Sembunyi-sembunyi, Abdullah menyimak setiap kata yang keluar dari mulut orang tua tersebut.

"Wahai Allah, berilah petunjuk agar aku dapat terus memuji-Mu, sehingga aku dapat bersyukur atas nikmat yang Engkau berikan. Sungguh, Engkau telah melebihkan diriku atas kebanyakan manusia," begitu ucap orang itu.

Tak dapat menahan rasa heran, Abdullah yang sebelumnya sudah mengucapkan salam berkata, "“Wahai, Tuan. Aku mendengarmu tadi berkata demikian. Dan kau baru saja menyatakan, Allah telah melebihkanmu atas banyak orang. Nikmat Allah mana yang telah engkau syukuri?”

Bapak tua itu menjawab, "Apa kau tidak melihat apa yang telah Allah lakukan padaku? Demi Allah, seandainya ada halilintar datang menghanguskan tubuhku, atau gunung-gunung menindihku, laut menenggelamkanku, dan bumi menelan tubuhku. Aku tetap bersyukur." Lalu, orang tua itu menunjuk bibirnya.

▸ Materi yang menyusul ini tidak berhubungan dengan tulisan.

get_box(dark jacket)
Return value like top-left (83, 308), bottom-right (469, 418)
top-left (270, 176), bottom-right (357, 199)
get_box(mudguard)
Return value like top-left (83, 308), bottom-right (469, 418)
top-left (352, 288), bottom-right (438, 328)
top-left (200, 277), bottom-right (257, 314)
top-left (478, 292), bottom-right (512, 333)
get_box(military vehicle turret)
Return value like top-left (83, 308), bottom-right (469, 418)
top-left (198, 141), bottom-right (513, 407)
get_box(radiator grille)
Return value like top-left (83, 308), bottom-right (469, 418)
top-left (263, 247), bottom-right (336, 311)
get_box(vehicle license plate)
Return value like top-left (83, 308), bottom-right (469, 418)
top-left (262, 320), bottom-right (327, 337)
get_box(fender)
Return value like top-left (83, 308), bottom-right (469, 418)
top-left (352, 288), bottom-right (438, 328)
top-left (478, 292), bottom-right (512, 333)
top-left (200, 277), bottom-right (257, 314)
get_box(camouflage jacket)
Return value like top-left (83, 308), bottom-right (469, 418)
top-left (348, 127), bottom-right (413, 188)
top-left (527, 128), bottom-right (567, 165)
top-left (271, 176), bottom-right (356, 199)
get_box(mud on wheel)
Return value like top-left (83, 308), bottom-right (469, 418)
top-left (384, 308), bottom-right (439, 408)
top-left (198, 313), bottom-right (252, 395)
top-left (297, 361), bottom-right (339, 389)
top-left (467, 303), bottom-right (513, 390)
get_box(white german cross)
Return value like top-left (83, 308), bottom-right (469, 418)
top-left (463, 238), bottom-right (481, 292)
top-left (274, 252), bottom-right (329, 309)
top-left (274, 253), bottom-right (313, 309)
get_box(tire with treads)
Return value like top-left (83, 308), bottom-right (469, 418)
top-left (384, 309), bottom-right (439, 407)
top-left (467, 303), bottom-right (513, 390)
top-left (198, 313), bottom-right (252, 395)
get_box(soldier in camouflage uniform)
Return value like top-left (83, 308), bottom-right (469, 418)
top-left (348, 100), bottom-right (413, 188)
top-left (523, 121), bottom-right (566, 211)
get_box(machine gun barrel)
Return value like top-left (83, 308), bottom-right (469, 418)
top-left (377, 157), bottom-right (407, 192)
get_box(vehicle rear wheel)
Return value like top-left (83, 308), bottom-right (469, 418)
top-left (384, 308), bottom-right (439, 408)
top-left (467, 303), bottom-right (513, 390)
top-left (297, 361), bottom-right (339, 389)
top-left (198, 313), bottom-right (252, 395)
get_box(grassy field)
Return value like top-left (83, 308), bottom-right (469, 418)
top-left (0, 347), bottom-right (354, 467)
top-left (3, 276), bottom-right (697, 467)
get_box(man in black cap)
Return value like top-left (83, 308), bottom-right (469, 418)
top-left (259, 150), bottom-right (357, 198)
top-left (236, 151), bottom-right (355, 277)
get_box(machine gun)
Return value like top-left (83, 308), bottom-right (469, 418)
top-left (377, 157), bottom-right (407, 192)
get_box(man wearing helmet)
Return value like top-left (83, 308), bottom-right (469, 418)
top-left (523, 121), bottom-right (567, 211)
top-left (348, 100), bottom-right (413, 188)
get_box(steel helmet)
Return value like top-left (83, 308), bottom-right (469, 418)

"Aku memang tidak bisa berbuat apa-apa untuk menolongmu. Aku bahkan tidak bisa bergerak walau bahaya bisa saja datang. Tapi, aku punya seorang anak laki-laki. Dialah yang menolongku, membantuku untuk berwudhu, menyuapiku ketika lapar, dan memberiku minum saat haus," lanjutnya.

Aneh. Abdullah bahkan tidak melihat satu orang pun dalam tenda ini. Orang tua ini seperti tahu apa yang dipikirkan Abdullah. Lantas, pemilik tenda ini menjelaskan lebih lanjut.

"Tapi, sudah tiga hari aku tidak mendengarnya. Aku kehilangan dirinya. Wahai musafir, bisa kah kau menemukannya? ucap pemilik tenda.

Di tengah daerah pesisir pantai yang tidak ada satu orang pun. Dengan baik hati, Abdullah pun menolong orang tua tersebut. Ia mencari anak hilang itu, hingga sekian lama mencari, dia melihat pemandangan yang memilukan. Anak laki-laki yang dicari sudah tidak bernyawa, meninggal akibat diterkam hewan buas.

“Inna lillahi wa inna ilaihi raaji’un. Bagaimana caraku memberitahukan ini kepada orang tua itu?”

Dengan wajah terkejut ketika menemukan anak laki-laki tersebut sudah tidak bernapas. Abdullah memberanikan diri untuk menyampaikan hal ini. Bagaimana pun, orang tua itu harus tahu apa yang sudah terjadi pada anak laki-laki yang dicarinya tersebut.

Bagaimana pun juga, hanya Allah SWT lah yang dapat menentukan nasib seseorang.

Abdullah pun memasuki tenda, " Assalamualaikum," ujarnya.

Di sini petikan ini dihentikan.